“快点,快点,”式部喊道,“妈,想玩棒球。”
“我们走吧。今天刀术就练到这里,好吗?杰里?”威廉说。
艾莉森·弗里曼,这位高个子,灰眼睛,红褐色头发的英国美人,曾多次同拉尔夫·弗里曼逢惊历险。她对杰里的三个异母弟妹视如亲生。这一点,杰里想,也许是他们最幸运的事情了。
她在等着,身旁是希拉丽·巴顿。这姑娘脸上已微露羞红,不论什么时候,只要她一遇到弗
里曼家的男孩子,不论哪一个——或许只是威廉?——便显得局促不安。杰里这么揣摩着。
是啊,她正在瞧着他呢。
她几乎同样也是个妹妹,尽管外表上同式部和莫林形成强烈的对照。她身材纤长,具有一种几乎是萦魂夺魄的美,她那飘垂如瀑的棕黑色长发缠绕着天生的一种抑郁情调,纯真无瑕。她父亲是拉尔夫·弗里曼的朋友,一位美国企业家,在明治维新后的岁月里去了日本,事业上干得很成功。

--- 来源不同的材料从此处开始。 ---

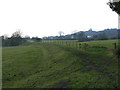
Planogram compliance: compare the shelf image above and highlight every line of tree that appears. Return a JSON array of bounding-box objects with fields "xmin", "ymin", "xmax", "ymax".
[{"xmin": 1, "ymin": 30, "xmax": 42, "ymax": 46}]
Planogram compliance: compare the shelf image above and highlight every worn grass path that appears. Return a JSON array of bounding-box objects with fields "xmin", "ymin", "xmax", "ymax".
[{"xmin": 3, "ymin": 43, "xmax": 118, "ymax": 88}]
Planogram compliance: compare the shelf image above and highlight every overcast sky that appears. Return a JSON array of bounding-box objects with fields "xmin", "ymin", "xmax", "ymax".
[{"xmin": 0, "ymin": 0, "xmax": 118, "ymax": 37}]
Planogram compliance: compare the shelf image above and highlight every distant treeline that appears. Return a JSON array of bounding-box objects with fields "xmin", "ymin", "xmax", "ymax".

希拉丽生在美国,可她的童年却大半是在日本度过的,而且由于父母还住在那儿,她的少女时期也多半在日本度过。
不过,她每次经过旧金山,不论是去住学校的途中,还是回家看望父母的途中,总是和弗里曼一家呆在一起,这好象是一种十分自然的事情。岭上高耸着的那巨大宽阔的住宅是拉尔夫·弗里曼自东洋归乡之后建造的,自然也总有余间供希拉丽享用。岁月流逝,她几乎真就成了这个家庭的一员,而且大家一般也都认为,一、二年后她便会是真正成员了。是杰里的妻子呢?还是威廉的?
“你们不是又在打架吧?”艾丽森问道,眼睛盯着刀鞘和两个男孩子匆忙穿上的被汗水湿透了的布衫。
“不是打架,妈妈,”威廉反驳道,“是练习。”
“为什么要练刀术?我很想知道。”艾丽森如今四十,却丝毫看不上她年轻时曾历经艰险。但她却看够了流血,憎恨战争,哪怕是那种想法。

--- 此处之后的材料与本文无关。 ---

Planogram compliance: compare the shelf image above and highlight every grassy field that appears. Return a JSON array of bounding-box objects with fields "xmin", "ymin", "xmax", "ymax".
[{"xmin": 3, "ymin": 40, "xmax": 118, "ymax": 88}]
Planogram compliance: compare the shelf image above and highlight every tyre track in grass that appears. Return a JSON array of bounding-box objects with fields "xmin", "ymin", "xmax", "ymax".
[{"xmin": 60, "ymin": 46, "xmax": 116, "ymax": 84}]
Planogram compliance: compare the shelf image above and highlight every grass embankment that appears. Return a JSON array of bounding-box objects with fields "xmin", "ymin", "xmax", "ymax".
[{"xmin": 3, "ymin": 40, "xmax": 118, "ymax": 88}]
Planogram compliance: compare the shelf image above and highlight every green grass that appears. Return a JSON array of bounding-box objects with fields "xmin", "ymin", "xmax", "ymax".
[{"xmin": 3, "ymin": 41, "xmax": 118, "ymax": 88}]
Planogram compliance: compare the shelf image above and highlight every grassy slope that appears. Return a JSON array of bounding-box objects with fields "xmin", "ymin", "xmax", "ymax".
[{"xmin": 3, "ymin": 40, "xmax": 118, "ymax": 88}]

“因为有一天我们也许会发现有必要和什么人去进行战斗,”威廉说。
“我希望,我祈祷不会的,”艾丽森说。“而且永远不要用日本战刀,我恳求你。好啦,来玩吧,威廉,你可以和希拉丽一组来打杰里和我。第二局时女孩子们可以上来打。”
鲁弗斯欢快地叫了起来。
“爸来家了,”莫林喊道,“爸回来了!”
拉尔夫·弗里曼从房子的后门走来,边走边将帽子和手杖递给匆忙跟着的男仆,他的性子就是这么急。这位幸运的战士,当年曾荣升到日本军队的将军的行列,如今则貌如其人,太平洋海岸最富有的船主。他的衣着是最好的,他行动起来带有一种运动员的轻松与自信,根本看不出他已是五十岁的人了。但他仍保持着精确准时,修行有素的作风,正如他妻子所熟悉的那样 —— 下午四点这个时候,他通常在他的办公室。

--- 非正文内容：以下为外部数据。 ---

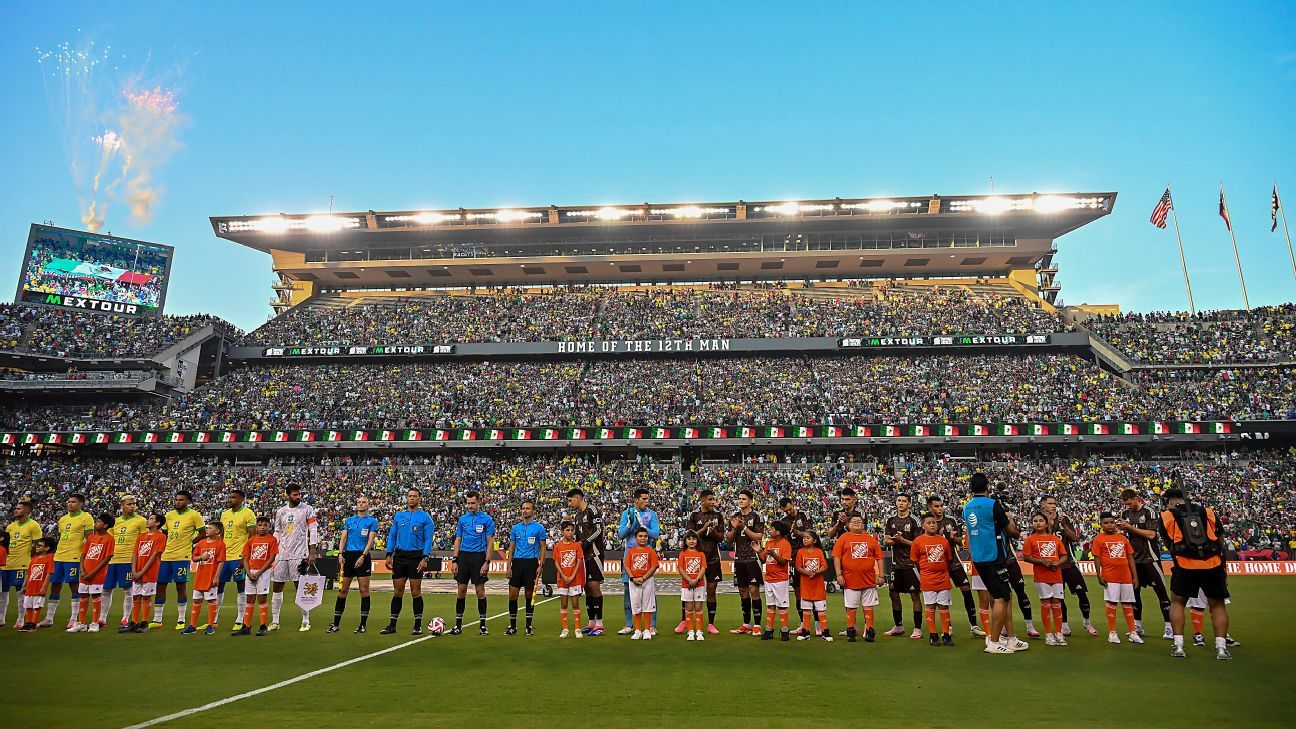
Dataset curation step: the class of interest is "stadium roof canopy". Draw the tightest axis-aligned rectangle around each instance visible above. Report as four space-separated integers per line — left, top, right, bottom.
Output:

“拉尔夫?”艾丽森皱起眉头:“这么早回来,不是出了什么事吧?”
“没事,”拉尔夫说。他拍了拍鲁弗斯的头。“不过我有条让人吃惊的消息。”他穿过草坪时,拥抱着女孩子们。“希拉丽!”
“你好,弗里曼先生。“希拉丽说。“与日本无关吧?”
“是的,“拉尔夫说,微笑着看着大家。“我刚从作战部听来的消息,威廉已被西点录取。“他目光闪烁地看着他的小儿子。“他们需要你,孩子。”